Following Ben's advice on stan-users:
For scale parameters, I do
- Jeffreys if I know the units of measurement don't matter
- rescaled Exponential if I know the mean
- rescaled Gamma, Generalized Gamma, or Amoroso if I know more than the mean (which is rare)
- [ ] add this advice for scale parameters (assuming Andrew doesn't object)
- [ ] add chapter on reference priors (Jeffrey's priors; ditto)

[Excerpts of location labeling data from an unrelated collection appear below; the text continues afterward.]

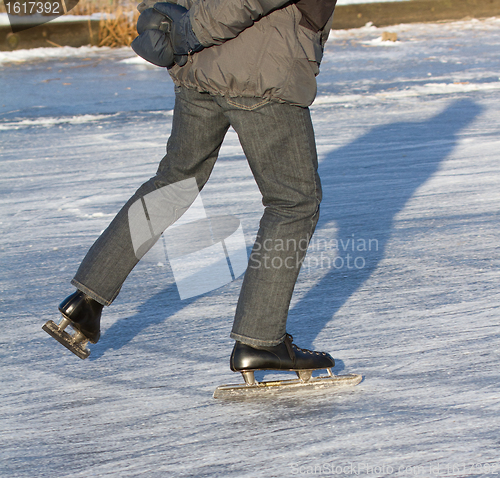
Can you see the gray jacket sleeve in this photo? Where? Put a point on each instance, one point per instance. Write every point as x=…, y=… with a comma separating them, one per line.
x=215, y=21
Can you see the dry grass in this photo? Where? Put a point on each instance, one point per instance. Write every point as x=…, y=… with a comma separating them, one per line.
x=117, y=25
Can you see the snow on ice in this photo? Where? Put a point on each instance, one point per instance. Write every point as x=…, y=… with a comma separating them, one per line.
x=400, y=284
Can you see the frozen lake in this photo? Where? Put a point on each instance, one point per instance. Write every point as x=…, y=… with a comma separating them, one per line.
x=408, y=135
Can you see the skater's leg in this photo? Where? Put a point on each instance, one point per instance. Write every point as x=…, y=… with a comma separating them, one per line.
x=278, y=140
x=198, y=129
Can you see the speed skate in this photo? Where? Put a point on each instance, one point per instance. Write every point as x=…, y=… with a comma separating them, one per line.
x=76, y=343
x=305, y=380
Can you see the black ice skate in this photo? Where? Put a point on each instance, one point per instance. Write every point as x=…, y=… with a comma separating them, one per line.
x=83, y=314
x=285, y=356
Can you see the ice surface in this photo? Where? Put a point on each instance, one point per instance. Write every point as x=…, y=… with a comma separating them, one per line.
x=409, y=139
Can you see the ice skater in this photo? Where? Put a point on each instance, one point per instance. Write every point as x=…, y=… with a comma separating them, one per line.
x=249, y=64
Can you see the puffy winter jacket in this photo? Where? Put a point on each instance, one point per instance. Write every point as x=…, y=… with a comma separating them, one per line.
x=257, y=48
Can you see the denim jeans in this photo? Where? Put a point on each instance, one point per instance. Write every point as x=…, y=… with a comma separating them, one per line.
x=278, y=141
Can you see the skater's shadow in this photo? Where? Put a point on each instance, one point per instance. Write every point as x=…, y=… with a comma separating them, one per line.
x=154, y=311
x=365, y=184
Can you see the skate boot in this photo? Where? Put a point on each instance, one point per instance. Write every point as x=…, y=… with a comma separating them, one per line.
x=285, y=356
x=83, y=314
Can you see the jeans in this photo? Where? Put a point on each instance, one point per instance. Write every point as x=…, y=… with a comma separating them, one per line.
x=278, y=141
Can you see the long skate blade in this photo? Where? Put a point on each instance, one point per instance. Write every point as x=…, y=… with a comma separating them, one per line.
x=66, y=339
x=241, y=390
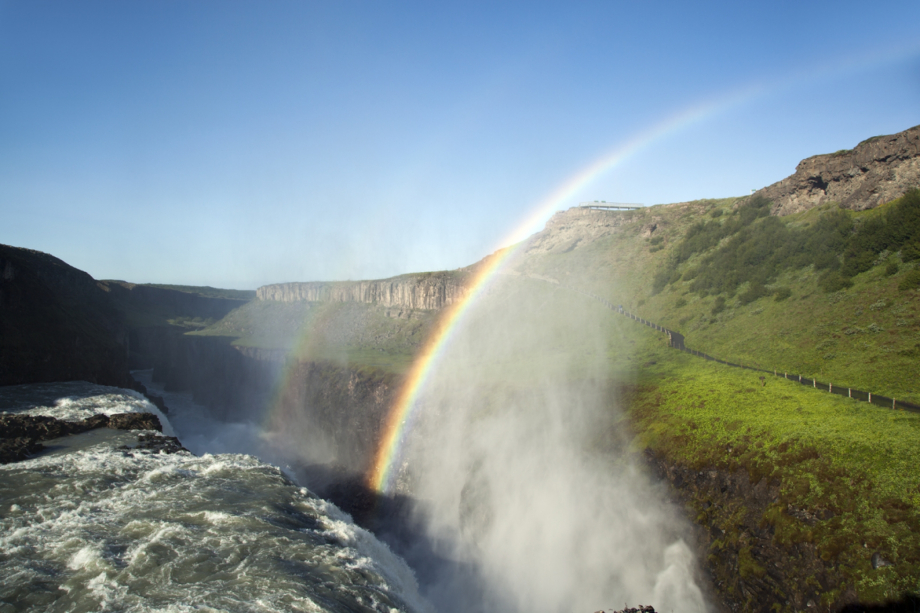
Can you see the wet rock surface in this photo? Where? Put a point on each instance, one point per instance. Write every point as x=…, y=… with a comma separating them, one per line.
x=430, y=291
x=750, y=570
x=157, y=444
x=20, y=435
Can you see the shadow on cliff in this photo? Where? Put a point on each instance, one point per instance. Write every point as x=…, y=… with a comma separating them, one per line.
x=398, y=521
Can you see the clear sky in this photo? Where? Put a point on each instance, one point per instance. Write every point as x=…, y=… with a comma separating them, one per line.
x=236, y=144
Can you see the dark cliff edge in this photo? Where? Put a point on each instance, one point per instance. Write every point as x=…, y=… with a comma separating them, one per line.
x=57, y=323
x=331, y=411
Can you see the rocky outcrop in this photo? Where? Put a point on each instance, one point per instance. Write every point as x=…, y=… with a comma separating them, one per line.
x=20, y=434
x=750, y=569
x=429, y=291
x=134, y=298
x=876, y=171
x=57, y=323
x=576, y=227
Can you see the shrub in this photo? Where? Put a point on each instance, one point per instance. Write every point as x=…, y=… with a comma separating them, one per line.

- [ ] add chapter on arithmetic precision
- [ ] add discussion of cdfs and ccdfs and rngs in general to the chapter that includes vectorization and rename it
from #1564:
- [ ] add arguments to sampling statements
From Krzysztof Sakrejda on stan-users:
... slice sampling and MH don't make sense since we have HMC but ADVI and optimization have different enough properties that they're worth including. I just looked at the Stan manual and it doesn't really address the choice of algorithms in any clear section (maybe it's in the intro in story form) so maybe right before section 1.5 which launches into talking about sampling there could be a little section about choice of algorithms.- [ ] add an overview of various algorithms
Comment from @bgoodri on stan-users:
There are many ways of defining a partial correlation. Some include
- The correlation between i and j given all other variables. This is given by inverting the covariance matrix, rescaling it to a correlation matrix, and negating the off-diagonal elements
- The correlation between i and j given all variables (if any) before i where i < j. These are given by the transformation from a correlation matrix to unconstrained parameters if you do a Fisher transform of the unconstrained parameters. You can do this in R with the unconstrained_pars function.
- The correlation between i and j given all variables (if any) between i and j where i < j. This is not available in Stan but there is code for it in the clusterGeneration R package.
- The correlation between i and j given all variables (if any) after j where i < j. These partial correlations do not have a name as far as I know of and no code either.